My brother-in-law, Mark commented on my recent Facebook profile photo where I'm wearing a beach towel at the Yuba River, "It's funny what you find on the internet. We've been looking for that towel ever since your last visit..." He was writing from Cabo where they went, apparently after spending significant time looking for the towel that ended up in our bag after our last swim in his backyard pool.

I was reading today in a friend's posting about her struggles with cancer how she and her family were on the "cancer coaster", an appropriate picture. I decided to read down in to the comments written by others and came across this quote:

"Peace is not the absence of troubles, trials and torment, but calm in the midst of them".

It's very well put. I've observed people or heard stories of people who have gone to great lengths to remove troubles and the rest. The psychatric community calls it "medicating", which used to be their term but now means, "doing inappropriate things to compensate for painful emotional experiences". Sometiems that involves drugs, both street drugs and prescription drugs.

In the midst of all that, when you stop to think about it, medicating is one way to pursue "calm in the midst of..." Unfortunately, of course everybody knows, it doesn't last long.

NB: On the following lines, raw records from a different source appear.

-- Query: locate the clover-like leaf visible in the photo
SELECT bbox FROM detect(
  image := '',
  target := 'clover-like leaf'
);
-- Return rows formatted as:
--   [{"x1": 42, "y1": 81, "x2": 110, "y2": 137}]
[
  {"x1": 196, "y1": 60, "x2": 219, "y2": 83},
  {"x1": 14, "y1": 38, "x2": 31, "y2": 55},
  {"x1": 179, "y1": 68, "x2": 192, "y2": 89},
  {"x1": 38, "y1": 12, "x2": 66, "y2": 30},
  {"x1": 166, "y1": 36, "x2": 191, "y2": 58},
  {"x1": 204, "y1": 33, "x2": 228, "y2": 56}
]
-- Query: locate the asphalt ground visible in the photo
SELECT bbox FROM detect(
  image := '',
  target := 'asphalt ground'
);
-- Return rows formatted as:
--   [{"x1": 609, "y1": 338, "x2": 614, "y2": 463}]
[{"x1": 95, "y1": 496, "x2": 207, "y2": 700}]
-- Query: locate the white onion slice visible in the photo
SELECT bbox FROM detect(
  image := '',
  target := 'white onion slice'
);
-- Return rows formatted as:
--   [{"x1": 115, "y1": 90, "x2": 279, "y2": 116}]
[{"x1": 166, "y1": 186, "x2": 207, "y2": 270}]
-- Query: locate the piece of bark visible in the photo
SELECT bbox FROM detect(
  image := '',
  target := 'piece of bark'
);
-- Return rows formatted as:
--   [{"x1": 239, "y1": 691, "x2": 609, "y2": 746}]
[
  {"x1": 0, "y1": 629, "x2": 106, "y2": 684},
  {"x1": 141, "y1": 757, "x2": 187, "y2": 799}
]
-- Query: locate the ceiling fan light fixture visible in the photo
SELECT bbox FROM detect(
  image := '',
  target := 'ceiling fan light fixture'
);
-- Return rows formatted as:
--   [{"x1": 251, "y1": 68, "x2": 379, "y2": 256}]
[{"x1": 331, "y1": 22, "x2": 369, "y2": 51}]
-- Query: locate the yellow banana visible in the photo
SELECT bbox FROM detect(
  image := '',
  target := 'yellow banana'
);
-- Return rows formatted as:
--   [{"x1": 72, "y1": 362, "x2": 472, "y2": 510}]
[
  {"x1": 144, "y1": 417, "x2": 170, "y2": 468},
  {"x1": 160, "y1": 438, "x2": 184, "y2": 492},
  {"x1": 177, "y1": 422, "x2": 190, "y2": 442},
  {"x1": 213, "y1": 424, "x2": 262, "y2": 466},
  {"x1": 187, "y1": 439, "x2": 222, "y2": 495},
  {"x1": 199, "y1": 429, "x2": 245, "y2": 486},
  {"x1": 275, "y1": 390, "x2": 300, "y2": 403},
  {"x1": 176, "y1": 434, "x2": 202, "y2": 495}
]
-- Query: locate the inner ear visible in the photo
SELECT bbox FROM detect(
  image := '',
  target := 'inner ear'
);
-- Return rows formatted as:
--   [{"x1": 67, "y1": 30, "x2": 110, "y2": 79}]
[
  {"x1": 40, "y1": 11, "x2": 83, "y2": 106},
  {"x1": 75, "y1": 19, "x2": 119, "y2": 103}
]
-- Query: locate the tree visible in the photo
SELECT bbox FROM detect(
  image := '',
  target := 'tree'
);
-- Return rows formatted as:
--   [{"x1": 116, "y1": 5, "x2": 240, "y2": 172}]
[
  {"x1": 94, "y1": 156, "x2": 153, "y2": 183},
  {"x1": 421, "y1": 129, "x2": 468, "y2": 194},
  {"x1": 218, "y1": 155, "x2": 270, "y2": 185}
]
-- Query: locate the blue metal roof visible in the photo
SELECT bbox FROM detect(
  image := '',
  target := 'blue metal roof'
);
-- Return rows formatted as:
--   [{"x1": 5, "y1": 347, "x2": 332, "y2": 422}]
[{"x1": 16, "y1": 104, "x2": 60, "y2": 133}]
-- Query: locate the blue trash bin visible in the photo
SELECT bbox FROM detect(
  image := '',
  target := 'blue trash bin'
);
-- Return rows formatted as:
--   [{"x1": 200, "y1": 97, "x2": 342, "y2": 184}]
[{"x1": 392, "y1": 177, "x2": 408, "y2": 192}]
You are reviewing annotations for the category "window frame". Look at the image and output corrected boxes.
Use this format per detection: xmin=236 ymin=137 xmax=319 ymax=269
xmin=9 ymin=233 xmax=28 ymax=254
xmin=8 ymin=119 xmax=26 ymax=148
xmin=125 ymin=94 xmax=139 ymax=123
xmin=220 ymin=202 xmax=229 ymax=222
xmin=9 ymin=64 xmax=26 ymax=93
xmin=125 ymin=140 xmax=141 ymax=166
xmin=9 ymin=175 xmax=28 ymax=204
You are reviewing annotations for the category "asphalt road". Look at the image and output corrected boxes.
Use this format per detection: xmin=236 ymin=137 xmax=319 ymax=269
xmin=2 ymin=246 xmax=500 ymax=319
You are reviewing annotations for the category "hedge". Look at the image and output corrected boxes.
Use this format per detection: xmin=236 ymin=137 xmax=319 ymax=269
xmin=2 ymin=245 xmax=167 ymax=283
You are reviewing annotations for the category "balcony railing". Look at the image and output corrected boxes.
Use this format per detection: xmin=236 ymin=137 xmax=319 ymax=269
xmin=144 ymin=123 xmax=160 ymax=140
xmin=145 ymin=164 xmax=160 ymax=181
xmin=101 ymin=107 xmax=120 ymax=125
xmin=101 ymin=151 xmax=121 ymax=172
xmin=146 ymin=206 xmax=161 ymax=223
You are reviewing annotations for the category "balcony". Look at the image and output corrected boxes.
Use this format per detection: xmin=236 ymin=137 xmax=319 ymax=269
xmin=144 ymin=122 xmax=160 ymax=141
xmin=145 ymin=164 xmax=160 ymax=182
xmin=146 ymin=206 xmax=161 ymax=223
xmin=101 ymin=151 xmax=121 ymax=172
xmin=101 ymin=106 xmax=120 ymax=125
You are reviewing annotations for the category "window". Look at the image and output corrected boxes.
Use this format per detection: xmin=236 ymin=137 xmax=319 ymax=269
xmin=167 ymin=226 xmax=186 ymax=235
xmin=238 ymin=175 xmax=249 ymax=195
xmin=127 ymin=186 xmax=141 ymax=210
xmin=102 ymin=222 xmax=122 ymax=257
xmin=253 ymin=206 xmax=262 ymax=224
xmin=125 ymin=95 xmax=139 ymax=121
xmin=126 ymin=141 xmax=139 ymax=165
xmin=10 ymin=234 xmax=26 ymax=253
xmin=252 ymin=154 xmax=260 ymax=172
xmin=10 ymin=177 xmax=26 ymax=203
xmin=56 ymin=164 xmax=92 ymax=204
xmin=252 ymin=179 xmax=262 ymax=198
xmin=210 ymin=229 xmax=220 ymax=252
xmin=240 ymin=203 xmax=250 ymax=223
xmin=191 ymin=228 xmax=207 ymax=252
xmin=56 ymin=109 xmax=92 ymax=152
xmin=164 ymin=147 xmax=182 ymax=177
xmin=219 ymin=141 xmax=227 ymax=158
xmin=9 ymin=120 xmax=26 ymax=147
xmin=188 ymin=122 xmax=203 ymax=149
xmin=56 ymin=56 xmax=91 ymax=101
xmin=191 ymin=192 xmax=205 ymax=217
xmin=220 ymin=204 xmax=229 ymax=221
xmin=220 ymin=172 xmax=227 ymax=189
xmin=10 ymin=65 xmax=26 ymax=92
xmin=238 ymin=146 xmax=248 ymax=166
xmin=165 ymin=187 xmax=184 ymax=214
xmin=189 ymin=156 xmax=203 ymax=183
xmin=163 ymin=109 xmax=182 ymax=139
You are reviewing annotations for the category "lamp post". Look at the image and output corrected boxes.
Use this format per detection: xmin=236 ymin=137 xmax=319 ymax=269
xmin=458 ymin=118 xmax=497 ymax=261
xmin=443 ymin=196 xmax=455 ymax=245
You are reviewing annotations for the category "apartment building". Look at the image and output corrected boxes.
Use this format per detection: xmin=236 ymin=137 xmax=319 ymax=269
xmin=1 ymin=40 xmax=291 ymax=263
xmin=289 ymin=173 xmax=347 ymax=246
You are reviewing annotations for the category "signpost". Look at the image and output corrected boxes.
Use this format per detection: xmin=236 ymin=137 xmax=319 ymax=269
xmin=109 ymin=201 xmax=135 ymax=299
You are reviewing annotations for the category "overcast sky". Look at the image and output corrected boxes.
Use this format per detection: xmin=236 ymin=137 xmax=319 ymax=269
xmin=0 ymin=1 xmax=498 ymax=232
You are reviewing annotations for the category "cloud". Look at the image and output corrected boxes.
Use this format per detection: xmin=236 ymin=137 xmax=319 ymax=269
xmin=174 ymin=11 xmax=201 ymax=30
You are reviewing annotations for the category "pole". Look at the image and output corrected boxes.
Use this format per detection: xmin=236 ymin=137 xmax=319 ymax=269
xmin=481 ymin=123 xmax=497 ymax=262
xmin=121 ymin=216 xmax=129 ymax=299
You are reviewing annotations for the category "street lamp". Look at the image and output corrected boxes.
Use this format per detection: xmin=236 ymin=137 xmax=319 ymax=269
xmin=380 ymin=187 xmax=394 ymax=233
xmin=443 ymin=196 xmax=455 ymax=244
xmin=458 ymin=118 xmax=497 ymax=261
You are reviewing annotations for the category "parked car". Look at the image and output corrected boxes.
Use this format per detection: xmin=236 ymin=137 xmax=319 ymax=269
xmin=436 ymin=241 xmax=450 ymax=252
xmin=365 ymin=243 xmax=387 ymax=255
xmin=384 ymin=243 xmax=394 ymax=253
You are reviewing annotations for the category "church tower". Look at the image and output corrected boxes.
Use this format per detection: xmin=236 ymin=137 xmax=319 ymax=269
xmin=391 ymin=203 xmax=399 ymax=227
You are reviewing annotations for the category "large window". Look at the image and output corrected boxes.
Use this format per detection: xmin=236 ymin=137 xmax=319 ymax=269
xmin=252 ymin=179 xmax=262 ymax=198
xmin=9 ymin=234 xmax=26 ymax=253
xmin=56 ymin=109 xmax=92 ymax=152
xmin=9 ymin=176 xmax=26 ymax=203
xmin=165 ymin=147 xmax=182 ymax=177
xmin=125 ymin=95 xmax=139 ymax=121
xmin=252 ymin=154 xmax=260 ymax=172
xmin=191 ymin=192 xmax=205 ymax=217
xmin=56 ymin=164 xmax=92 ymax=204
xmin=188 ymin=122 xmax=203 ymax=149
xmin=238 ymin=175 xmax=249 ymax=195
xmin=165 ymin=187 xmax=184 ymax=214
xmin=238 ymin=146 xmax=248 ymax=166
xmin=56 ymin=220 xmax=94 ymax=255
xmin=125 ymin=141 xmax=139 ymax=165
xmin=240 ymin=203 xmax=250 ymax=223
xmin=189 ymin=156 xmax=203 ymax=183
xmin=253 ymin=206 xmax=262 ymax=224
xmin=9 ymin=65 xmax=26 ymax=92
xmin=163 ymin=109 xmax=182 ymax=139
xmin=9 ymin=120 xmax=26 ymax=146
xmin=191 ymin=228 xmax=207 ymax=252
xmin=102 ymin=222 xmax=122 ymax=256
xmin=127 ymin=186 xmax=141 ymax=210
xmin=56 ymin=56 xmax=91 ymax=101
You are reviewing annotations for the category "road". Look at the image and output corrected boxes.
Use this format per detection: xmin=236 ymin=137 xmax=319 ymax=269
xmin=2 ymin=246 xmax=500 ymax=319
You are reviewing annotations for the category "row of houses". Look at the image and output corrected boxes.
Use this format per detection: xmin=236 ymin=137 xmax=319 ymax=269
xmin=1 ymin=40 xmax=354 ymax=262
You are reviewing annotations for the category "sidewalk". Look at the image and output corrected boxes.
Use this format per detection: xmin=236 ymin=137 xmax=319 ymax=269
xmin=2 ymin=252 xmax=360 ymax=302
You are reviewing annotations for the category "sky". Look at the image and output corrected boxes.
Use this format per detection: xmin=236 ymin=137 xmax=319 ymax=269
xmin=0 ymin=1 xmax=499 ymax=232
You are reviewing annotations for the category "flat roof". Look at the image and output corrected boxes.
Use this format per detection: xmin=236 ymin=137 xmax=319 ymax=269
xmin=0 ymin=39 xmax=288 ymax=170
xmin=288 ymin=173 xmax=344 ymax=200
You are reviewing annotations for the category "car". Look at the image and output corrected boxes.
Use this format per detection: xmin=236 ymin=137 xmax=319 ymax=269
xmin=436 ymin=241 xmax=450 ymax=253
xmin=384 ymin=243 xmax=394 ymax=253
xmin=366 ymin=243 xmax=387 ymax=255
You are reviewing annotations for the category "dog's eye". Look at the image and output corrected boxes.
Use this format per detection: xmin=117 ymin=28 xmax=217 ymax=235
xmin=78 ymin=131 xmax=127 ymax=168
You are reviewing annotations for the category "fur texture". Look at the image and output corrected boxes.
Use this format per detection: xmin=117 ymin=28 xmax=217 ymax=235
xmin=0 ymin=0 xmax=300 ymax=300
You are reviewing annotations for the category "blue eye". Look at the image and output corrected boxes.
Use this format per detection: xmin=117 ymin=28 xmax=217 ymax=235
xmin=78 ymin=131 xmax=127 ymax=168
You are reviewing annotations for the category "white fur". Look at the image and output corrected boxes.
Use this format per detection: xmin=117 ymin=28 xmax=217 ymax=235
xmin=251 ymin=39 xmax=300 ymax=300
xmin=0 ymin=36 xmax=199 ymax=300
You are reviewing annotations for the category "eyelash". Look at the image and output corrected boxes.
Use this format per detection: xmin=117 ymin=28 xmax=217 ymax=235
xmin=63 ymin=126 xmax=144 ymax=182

Only as long as the chemical that is bathing our brains stays "on-board", as they say.

The addict moves from seeking calm in the midst of, to constant belief that with their habit topped off, they are absent of torment.

Devon, number three son, was conceived by the magical prompting of hormonal activism between his birth father and birth mother. Two teens just caring for each other... and both highly experimenal when it came to street drugs. Devon's enuterine experience was one bathed in on-board medicating for troubles he knew nothing of at the time. His troubles began once he took his first breath; which as it happened, was on a paramedic's geurney at a crack party. He had to work hard for it too. He was born dehydrated, wrapped still in the amniotic sac... and dead. All thanks to street drugs and the pursuit of the absence of torment.

He came to us, just after birth, addicted to methamphetimines and with a host of other physiological challenges that present when a developing zygote assembles with alien chemical assistance. Devon was introduced to us, 14 years ago, by a woman appointed by the state as a foster parent while his birth mother decided what to do with him.

His foster mother was also, not ironically, his step grandmother. She married a man who came with children, one of whom was a girl who would one day bring Dev into the world. For whatever reasons along the way she and her husband became licensed for foster care, and when the state removed Devon, she stepped in to take him temporarily.

I was curious to see who wrote out the quote, "Peace is not the absence of troubles, trials and torment, but calm in the midst of them". I read down to find a name, it took me a few seconds to place it, and I blinked and read it again.

The signator of the guest comment about my friend's battle for life with unwelcome cancer was Devon's step-grandmother - also known as his once foster mother. It's a small town of course, but besides her name, I know very little about her. I'm told that she's a lot like the rest of us, just trying to do her part with what she has both material and intangible. She could not keep him 14 yeas ago, her plate was full with other special needs children. Though her home was not calm, per se, I am almost certain that she was the first caring woman to hold Devon in love.

I doubt if Devon felt it through the torment of preemie, screaming, withdrawal-shaken fear of this alien world. Nevertheless, there it was in an almost indistinguishable way, but mabe just enough, "calm in the midst of".

It is, yes, so funny what you find on the internet these days.